Extrait José Van Dam.

José van Dam est profondément différent au premier regard. Vous reportez votre attention sur cet homme en tous points charmant. Réservé, traits réguliers, clarté azurée des yeux, sourire bienveillant ; il paraît observer le monde avec un certain détachement qui fait dire à certains qu’il est froid et a une haute estime de lui-même. Pour l’heure il est absorbé dans la lecture de la carte, nulle hâte, il la parcourt consciencieusement avant d’arrêter son choix. Professionnel jusque dans ses préférences culinaires.

Vous admirez José van Dam depuis fort longtemps il ne vous a jamais déçue. Lorsque quelquefois la fatigue ou une méforme passagère rendent ses prestations moins extraordinaires ; elles restent pour vous dignes d’éloges et d’intérêt. Les rares  petites défaillances que vous avez remarquées, vous les lui pardonnez d’autant plus volontiers que même dans les jours où il n’est pas au sommet de ses possibilités ; il apporte à ses rôles une part d’humanité si palpable qu’elle vous laisse stupéfaite.

Brosser son portrait vous obligera à faire appel à l’art subtil, non pas de l’école flamande comme on pourrait l’imaginer connaissant ses origines, mais à celui infiniment délicat d’un des plus grands peintres – aquarellistes de son temps : William Turner.

Le précurseur des impressionnistes comme on aime à définir l’artiste britannique avec ses fondus, son approche de la lumière, le romantisme de ses compositions brumeuses s’accordent bien à la personnalité de l’artiste lyrique qui avoue une vive inclination pour ses toiles. Le peintre esquisse une atmosphère grâce à ses couleurs étalées par masses fluides et transparentes ; transcription de la réalité plus que représentation ; permettant à l’amateur d’imaginer ce qu’il veut dans le tableau qu’il admire ; tout comme ce chanteur en scène suggère par quelques mimiques, des mouvements étudiés et sobres l’état d’esprit de ses personnages, ne surlignant jamais exagérément les traits.

Les vues de Turner où les formes se dissolvent au profit d’une lumière diaphane, vibrante, seront les plus appropriées pour rendre au mieux Joseph van Damme…
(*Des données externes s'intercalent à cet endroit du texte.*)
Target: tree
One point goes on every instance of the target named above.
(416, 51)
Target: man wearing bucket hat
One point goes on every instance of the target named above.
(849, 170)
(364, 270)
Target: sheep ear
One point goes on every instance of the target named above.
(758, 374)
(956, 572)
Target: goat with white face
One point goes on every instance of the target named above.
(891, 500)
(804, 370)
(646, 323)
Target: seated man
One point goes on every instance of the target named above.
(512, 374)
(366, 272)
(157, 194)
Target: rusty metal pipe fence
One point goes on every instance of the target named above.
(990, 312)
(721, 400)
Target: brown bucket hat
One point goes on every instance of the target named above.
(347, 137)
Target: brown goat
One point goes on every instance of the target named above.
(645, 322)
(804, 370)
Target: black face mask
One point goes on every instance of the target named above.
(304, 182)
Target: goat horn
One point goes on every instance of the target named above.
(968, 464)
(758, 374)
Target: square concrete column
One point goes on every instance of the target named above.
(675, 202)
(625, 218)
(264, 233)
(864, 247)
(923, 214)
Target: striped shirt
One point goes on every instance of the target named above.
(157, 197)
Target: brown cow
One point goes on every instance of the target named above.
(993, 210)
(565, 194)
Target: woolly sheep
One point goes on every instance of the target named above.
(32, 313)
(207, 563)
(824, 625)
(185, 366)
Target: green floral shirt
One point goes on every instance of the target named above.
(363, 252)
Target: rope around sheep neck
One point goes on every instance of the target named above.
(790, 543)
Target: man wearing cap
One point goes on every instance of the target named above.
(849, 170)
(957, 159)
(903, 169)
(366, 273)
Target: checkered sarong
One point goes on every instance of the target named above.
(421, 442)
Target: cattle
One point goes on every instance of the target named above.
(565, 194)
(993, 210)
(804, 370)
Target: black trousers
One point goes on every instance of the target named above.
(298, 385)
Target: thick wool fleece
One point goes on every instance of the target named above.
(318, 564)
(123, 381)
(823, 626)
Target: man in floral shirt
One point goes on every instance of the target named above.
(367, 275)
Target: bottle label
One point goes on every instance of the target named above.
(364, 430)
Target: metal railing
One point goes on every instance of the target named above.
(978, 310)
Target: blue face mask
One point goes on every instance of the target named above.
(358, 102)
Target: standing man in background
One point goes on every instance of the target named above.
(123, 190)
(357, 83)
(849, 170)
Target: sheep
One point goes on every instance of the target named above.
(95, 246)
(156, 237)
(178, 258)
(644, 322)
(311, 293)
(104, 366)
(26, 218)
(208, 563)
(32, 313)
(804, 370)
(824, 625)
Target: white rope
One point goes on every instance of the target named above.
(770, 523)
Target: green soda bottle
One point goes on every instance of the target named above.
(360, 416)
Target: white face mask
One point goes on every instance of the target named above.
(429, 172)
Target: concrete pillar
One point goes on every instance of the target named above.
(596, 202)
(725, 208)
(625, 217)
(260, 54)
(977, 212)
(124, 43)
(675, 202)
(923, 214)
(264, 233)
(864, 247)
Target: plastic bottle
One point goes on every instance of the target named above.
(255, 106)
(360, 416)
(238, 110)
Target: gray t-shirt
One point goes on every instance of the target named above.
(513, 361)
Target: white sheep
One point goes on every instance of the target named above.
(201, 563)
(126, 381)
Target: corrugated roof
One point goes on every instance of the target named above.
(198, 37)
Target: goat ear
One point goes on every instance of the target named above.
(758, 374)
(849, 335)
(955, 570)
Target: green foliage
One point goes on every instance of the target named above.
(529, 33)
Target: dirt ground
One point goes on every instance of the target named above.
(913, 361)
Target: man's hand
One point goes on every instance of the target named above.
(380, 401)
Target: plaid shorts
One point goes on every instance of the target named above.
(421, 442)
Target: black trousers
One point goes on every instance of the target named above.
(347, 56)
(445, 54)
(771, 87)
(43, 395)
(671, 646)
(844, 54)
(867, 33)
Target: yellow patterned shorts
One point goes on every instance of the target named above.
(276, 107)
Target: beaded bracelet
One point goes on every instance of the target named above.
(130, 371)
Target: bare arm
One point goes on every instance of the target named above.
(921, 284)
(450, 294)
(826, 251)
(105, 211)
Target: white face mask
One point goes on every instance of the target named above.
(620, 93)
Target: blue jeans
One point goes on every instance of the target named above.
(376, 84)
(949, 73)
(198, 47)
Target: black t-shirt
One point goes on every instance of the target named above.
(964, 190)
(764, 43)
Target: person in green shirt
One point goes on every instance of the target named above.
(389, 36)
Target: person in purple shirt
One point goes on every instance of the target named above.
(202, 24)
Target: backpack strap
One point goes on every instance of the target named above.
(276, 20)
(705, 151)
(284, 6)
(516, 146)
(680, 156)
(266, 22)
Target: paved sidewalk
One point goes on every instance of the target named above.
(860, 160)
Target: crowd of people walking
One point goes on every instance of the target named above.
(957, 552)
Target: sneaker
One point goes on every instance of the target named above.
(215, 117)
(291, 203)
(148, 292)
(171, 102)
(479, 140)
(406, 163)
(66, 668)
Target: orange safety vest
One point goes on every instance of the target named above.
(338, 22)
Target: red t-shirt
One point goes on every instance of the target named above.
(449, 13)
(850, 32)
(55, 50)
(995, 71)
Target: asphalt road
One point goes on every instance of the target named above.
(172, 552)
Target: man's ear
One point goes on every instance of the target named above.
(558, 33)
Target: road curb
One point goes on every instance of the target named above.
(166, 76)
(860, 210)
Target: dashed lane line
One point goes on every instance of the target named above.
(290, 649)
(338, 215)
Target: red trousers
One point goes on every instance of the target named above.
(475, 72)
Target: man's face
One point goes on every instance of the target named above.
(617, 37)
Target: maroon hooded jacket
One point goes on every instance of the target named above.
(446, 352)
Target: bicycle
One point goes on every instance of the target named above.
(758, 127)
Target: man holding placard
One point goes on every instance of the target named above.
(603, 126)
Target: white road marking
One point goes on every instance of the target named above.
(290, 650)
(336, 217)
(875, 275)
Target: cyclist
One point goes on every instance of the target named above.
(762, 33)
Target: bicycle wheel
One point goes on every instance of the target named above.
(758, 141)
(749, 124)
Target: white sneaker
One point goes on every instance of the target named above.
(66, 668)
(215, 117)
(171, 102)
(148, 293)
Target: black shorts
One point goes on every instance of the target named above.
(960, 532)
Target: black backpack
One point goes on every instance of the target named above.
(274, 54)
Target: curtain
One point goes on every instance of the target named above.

Homme du Nord il partage avec ses concitoyens une réserve légendaire, sa courtoisie exemplaire n’est jamais prise en défaut. Il rechigne à se dévoiler et ne le fait qu’avec une extrême pudeur, préférant observer l’autre. Il n’aime guère parler de lui et s’étonne encore d’intéresser autrui. Sa modestie et sa timidité naturelle que cinquante ans d’une fabuleuse carrière auraient pu réduire à néant ne se démentent jamais. Il répugne à se faire appeler Monsieur le baron, titre par lequel sa Majesté Albert II  a voulu l’honorer pour avoir contribué au rayonnement de son pays.